- wtorek, 24, czerwiec 2014
W USA przed sesją na rynkach finansowych kiepski nastroje „robiły” spadające indeksy na europejskich giełdach. Poniedziałek był dniem indeksów PMI (dane wstępne za czerwiec) - co prawda dane chińskie były bardzo dobre, ale europejskie były słabe. Amerykanie czekali jednak przede wszystkim na swoje dane.
Dowiedzieliśmy się, że indeks PMI dla przemysłu USA w czerwcu wyniósł 57,5 pkt. (w maju 56,4 pkt.). Dane o sprzedaży domów na rynku wtórnym w USA pokazały wzrost sprzedaży o 4,9 proc. (oczekiwano wzrostu o 1,6 proc.). Jak widać dane były bardzo dobre.
Na rynku akcji dobre dane makro nie wywarły wielkiego wrażenia. Tak zresztą jak nie wywarły go na rynku długu. Indeksy giełdowe rozpoczęły sesję od krążenie wokół poziomu neutralnego. Dość szybko ustabilizowały się tuż poniżej tego poziomu. Rynek czekał na rozgrywkę w końcówce sesji. Praktycznie jej nie było. Owszem indeksy pełzły na północ, ale sesja zakończyła się po prostu neutralnie i nie miała żadnego znaczenia prognostycznego.
GPW też, podobnie jak umacniający się złoty, zachowała się w poniedziałek nadzwyczaj rozsądnie.
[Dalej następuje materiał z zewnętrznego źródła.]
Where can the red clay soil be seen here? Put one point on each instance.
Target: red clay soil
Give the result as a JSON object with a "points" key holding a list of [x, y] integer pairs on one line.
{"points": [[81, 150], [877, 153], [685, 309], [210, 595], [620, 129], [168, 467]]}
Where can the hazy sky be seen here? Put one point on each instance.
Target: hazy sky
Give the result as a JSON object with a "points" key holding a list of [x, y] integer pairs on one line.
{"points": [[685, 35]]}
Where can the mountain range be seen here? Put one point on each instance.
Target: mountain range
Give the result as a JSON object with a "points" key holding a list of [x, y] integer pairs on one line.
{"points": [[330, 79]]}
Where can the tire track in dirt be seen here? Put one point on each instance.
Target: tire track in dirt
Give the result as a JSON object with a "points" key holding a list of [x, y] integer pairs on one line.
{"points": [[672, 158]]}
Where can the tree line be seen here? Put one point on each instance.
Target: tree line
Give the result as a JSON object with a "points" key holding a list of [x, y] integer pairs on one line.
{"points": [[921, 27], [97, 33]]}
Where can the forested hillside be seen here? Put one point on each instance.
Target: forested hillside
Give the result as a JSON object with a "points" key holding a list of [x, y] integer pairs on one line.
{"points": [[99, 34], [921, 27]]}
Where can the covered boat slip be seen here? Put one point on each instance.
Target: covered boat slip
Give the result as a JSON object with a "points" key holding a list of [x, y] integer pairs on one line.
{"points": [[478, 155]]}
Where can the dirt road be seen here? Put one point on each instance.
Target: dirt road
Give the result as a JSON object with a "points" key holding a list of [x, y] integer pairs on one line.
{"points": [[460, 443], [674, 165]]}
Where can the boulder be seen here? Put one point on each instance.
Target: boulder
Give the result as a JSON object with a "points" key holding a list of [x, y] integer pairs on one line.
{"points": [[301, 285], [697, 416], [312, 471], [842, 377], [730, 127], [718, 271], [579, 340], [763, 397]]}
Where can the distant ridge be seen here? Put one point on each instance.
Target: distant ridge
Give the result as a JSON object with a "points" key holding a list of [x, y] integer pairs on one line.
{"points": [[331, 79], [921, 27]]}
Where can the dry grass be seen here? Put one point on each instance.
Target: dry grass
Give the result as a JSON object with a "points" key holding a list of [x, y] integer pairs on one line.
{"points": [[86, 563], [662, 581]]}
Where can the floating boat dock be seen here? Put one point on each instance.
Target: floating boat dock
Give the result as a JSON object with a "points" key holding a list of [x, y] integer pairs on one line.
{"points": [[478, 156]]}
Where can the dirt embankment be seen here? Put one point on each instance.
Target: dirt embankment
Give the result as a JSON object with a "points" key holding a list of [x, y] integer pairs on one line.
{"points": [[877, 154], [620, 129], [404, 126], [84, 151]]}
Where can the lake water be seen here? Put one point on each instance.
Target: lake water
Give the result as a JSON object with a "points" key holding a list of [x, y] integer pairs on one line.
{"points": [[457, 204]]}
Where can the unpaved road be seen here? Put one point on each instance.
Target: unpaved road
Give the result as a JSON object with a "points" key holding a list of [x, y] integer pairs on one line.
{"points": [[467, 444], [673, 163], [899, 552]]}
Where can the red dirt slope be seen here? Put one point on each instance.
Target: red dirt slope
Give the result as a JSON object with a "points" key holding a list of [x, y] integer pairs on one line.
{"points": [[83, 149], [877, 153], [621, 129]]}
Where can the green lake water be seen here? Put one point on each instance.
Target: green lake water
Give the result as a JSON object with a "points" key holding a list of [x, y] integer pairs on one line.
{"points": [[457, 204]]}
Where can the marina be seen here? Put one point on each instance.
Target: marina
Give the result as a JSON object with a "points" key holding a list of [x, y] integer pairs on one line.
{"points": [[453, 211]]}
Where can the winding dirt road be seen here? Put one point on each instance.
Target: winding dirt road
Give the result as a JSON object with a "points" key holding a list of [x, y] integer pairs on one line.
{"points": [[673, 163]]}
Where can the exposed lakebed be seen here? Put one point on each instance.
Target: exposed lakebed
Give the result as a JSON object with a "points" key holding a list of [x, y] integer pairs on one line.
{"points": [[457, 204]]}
Nie widać było nawet śladu wpływu „afery nagraniowej”. Mimo tego, że indeksy we Francji czy w Niemczech całkiem solidnie spadały u nas WIG20 trzymał się blisko poziomu neutralnego. W okolicach południa WIG20 po prostu wszedł w marazm.
Przed rozpoczęciem sesji w USA WIG20 ruszył na północ, mimo że indeksy w Europie nadal barwiły się na czerwono, a nawet zwiększyły skalę strat. Indeks zakończył dzień zwyżką o 0,56 proc.
Rynek dał wyraźny sygnał – na tym etapie „afera nagraniowa” w najmniejszym stopniu nie wpłynie na gospodarkę i na rynek akcji oraz złotego. Jednocześnie PSL ustami wicepremiera Piechocińskiego wyraźnie zapowiedział, że daje czas rządowi do końca wakacji na wyjaśnienie sytuacji.
Z tego zaś wynika, że wszelkie posunięcia opozycji spełzną na niczym, bo nie dojdzie teraz ani do samorozwiązania Sejmu ani do zmiany rządu na „techniczny”. Dzisiaj politycy podczas posiedzenia Sejmu pokrzyczą i na tym się skończy. Jeśli znowu nie uderzy piorun podsłuchów (dużo mocniejszych od tych z poniedziałkowego „Wprost”) to rynki będą się do końca sierpnia zachowywały tak jakby nic się nie wydarzyło.